EU(欧州連合)の「RoHS指令」が日本メーカーに大きな対応を迫っている。2019年7月から、フタル酸エステル類の4物質(DEHP、BBP、DBP、DIBP)が化学物質規制の対象として加わるためだ。
ソニー、キャノン、NEC、富士通など各社が対応に追われているという。規制値を超えている製品は、EU域内に輸出できなくなる。フタル酸エステル類が使われている製品は、パソコンやテレビなど機器内の配線や電源ケーブルなど数限りない。
しかし、技術的にもコスト的にも各社なんとかメドをつけつつあるようだ。

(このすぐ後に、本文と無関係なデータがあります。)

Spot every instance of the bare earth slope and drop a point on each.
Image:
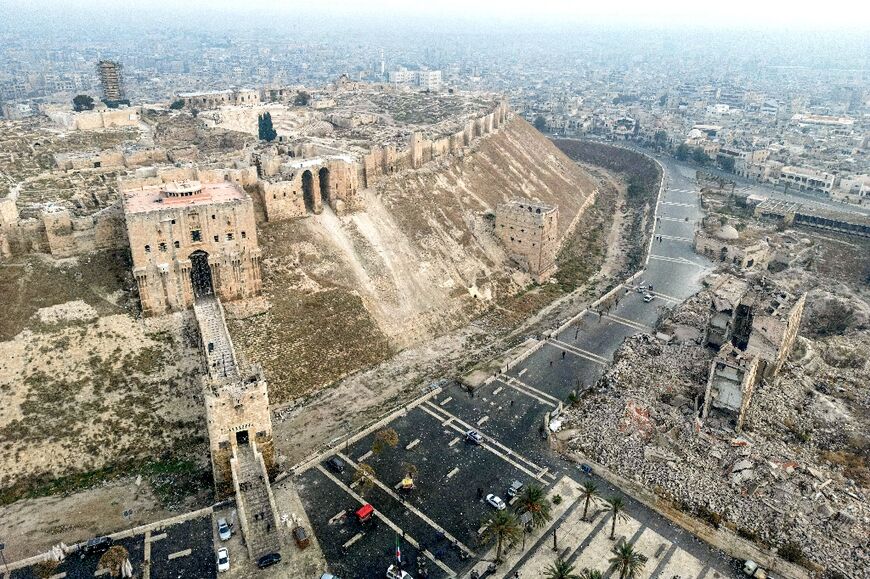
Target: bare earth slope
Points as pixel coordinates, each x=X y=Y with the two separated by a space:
x=420 y=260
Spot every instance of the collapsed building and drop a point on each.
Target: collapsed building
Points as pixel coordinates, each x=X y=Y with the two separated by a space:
x=753 y=327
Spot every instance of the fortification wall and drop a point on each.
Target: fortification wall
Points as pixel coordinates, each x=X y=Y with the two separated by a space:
x=384 y=161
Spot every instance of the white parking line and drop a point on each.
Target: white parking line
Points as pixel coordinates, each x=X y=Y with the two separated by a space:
x=389 y=523
x=504 y=453
x=579 y=352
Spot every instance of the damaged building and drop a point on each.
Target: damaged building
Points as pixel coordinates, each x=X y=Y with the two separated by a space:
x=753 y=327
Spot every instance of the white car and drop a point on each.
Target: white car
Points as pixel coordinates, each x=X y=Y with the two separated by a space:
x=224 y=530
x=223 y=560
x=394 y=572
x=495 y=502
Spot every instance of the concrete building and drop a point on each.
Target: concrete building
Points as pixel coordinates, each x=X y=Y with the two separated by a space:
x=111 y=80
x=529 y=232
x=190 y=240
x=806 y=179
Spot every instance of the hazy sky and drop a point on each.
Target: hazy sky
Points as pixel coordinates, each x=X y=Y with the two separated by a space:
x=754 y=14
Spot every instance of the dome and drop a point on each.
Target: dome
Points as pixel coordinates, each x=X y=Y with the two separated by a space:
x=727 y=232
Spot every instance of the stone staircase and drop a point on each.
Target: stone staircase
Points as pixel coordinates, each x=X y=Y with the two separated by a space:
x=216 y=340
x=255 y=503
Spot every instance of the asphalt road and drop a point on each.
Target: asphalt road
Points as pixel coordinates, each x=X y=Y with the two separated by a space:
x=452 y=473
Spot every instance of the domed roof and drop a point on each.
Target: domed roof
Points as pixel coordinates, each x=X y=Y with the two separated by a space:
x=727 y=232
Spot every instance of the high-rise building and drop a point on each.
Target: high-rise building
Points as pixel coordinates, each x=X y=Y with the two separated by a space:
x=110 y=80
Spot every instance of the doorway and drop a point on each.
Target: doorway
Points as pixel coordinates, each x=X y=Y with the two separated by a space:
x=200 y=274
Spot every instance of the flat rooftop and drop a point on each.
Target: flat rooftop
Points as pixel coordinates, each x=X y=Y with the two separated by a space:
x=164 y=196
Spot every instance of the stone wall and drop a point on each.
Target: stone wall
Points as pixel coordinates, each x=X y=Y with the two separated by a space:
x=383 y=161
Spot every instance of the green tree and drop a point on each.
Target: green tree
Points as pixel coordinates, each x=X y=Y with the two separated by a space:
x=82 y=102
x=589 y=493
x=627 y=561
x=616 y=508
x=265 y=130
x=503 y=527
x=700 y=156
x=561 y=569
x=385 y=437
x=533 y=501
x=302 y=99
x=682 y=152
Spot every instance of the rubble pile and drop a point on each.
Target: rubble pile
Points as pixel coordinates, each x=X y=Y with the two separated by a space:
x=798 y=472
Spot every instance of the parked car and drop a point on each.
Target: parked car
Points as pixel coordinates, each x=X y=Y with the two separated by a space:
x=474 y=437
x=97 y=545
x=394 y=572
x=268 y=560
x=223 y=560
x=495 y=502
x=224 y=530
x=335 y=464
x=515 y=488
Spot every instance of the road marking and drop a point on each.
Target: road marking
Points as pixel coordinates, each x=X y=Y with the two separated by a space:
x=674 y=238
x=579 y=352
x=352 y=540
x=680 y=260
x=386 y=520
x=503 y=452
x=631 y=323
x=522 y=385
x=529 y=394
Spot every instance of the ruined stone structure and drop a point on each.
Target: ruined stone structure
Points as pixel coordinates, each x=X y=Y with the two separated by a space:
x=724 y=243
x=298 y=187
x=529 y=232
x=753 y=329
x=239 y=429
x=218 y=98
x=189 y=240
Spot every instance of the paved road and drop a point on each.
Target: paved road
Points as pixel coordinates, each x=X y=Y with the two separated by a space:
x=445 y=507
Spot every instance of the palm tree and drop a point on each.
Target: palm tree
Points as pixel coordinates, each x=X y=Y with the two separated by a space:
x=502 y=526
x=616 y=508
x=589 y=493
x=533 y=501
x=627 y=561
x=561 y=569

問題は、末端のサプライヤーにまで目が届きにくく、勝手に材料や配合を変更してしまうことがあり、過去にもそれが原因で発火事故に繋がったとのこと。
目の届かない6〜7次サプライヤーがフタル酸エステルを使用しないことを担保できない限りは安心できないようだ。
フタル酸エステルは、かつて塩ビラップにも使用され「環境ホルモン」だと問題になった可塑剤である。現在、日本製のラップにはさすがにフタル酸エステルは含まれていないようだが、海外製のものからはいまだに検出されることがあるので安心できない。
しかし、EUがNO!ということでフタル酸エステルなど危険な化学物質を減らす技術が進歩するならば、EU規制は大歓迎だ。国内製品にも入れないでほしいが国内に規制がない限り、しばらくはEU向けのみの対策になってしまう可能性もある。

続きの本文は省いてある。